Kodak recently developed a special black and white film specifically for use in the movie “Oppenheimer.” The film, called Eastman Double-X Black and White film in 65mm, was created for IMAX and Panavision System 65mm film cameras.
This unique film distinguishes between two time periods in the movie, which tells the story of J. Robert Oppenheimer, the father of the atomic bomb. Director Christopher Nolan and cinematographer Hoyte van Hoytema made the bold choice to shoot in black and white, resulting in a visually stunning outcome.
Equipment specifics were a challenge for the production team. Van Hoytema contacted Kodak early on to inquire about the availability of 65mm large-format black and white film.
Kodak had never manufactured it before, but they rose to the occasion and supplied a prototype film stock, the Double-X 5222 65mm. The film, bearing hand-written labels on the cans, was specially manufactured for this project.
Due to its unique nature, it required adjustments to be made to the laboratory film processor and IMAX cameras in order to achieve optimal results.
Despite the complexity of the engineering process, van Hoytema and Nolan were blown away by the initial tests they saw, featuring actors Cillian Murphy and Robert Downey Jr.

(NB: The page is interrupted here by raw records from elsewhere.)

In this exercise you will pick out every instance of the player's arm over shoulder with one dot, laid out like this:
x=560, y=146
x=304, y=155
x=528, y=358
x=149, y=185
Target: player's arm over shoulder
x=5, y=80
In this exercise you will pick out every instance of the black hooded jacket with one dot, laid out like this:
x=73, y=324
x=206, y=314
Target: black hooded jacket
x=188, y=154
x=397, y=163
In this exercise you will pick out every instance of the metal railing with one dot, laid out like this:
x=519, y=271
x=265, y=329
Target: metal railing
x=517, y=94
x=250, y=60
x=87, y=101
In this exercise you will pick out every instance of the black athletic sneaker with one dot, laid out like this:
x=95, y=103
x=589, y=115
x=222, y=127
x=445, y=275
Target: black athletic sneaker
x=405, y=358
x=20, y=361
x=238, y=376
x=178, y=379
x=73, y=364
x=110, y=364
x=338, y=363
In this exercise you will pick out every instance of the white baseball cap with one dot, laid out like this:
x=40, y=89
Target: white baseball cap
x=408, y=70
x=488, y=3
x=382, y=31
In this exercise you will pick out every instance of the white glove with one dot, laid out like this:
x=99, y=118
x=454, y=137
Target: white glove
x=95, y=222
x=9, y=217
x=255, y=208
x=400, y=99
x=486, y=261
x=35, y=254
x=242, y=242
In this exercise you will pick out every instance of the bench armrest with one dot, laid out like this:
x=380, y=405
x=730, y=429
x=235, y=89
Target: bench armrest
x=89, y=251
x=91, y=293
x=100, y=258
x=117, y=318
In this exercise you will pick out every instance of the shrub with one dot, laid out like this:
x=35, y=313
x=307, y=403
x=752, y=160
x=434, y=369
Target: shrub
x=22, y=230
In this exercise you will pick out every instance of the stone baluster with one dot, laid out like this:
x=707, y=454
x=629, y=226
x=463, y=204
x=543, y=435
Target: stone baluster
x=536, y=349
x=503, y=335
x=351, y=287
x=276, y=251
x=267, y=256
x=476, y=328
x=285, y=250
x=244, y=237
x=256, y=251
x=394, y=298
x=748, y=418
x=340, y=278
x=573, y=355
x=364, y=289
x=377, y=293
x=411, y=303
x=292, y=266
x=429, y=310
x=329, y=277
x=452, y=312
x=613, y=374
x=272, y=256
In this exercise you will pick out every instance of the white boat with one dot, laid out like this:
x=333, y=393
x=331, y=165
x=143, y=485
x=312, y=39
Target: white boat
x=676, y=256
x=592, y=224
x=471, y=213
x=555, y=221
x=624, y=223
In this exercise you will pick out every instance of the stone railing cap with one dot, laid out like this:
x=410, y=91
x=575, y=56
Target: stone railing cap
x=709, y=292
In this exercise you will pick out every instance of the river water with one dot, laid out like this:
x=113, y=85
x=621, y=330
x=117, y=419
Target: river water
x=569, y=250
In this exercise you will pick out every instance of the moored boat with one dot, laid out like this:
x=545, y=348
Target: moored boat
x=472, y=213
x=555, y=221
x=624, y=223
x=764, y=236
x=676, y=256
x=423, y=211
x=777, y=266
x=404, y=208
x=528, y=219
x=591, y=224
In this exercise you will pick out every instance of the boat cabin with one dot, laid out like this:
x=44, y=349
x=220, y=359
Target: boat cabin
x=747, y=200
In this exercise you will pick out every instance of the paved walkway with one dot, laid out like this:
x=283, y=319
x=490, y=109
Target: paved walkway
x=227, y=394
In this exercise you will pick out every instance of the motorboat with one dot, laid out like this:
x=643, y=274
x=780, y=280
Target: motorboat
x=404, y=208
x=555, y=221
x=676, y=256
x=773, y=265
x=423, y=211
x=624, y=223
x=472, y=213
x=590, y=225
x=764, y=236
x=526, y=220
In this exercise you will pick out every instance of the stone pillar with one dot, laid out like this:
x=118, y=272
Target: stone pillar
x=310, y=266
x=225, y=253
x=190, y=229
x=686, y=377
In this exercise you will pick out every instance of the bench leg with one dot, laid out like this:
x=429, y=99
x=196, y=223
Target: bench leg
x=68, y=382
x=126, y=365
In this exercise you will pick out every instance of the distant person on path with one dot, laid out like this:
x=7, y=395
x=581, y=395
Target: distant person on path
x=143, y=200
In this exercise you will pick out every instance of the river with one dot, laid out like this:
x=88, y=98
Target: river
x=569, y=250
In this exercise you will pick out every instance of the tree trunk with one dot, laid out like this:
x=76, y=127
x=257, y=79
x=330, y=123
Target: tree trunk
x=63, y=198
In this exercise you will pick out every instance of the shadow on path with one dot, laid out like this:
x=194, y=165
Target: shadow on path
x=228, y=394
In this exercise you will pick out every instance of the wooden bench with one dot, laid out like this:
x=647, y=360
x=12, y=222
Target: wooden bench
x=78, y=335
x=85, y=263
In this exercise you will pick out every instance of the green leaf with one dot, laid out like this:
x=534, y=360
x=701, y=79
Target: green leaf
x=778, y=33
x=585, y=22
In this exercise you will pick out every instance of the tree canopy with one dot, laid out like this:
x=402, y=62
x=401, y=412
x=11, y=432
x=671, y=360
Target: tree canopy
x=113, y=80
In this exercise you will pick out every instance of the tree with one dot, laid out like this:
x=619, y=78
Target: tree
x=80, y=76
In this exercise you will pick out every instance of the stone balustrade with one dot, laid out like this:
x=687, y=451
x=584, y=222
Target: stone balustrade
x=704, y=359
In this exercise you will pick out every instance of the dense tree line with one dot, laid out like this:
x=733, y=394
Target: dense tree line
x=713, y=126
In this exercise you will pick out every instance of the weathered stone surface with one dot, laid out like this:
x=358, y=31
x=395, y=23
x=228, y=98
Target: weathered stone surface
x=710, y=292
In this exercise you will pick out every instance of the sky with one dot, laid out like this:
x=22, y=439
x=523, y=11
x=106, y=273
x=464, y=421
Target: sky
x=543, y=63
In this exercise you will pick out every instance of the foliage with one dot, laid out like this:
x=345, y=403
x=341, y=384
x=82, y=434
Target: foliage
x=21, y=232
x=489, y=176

The analog image captured on the film possessed a level of resolution, depth, color, and roundness that digital cameras can’t compete with.
For van Hoytema, shooting in black and white brought back memories of his film school days in Łódź, Poland, where he learned to understand the intricacies of greyscale, work with spot and incident light meters, and make subjective artistic judgments.
In the end, the final film reel for “Oppenheimer” weighed a staggering 600 pounds and stretched over 11 miles. The movie, shot with this special black and white film stock, is now playing in theaters.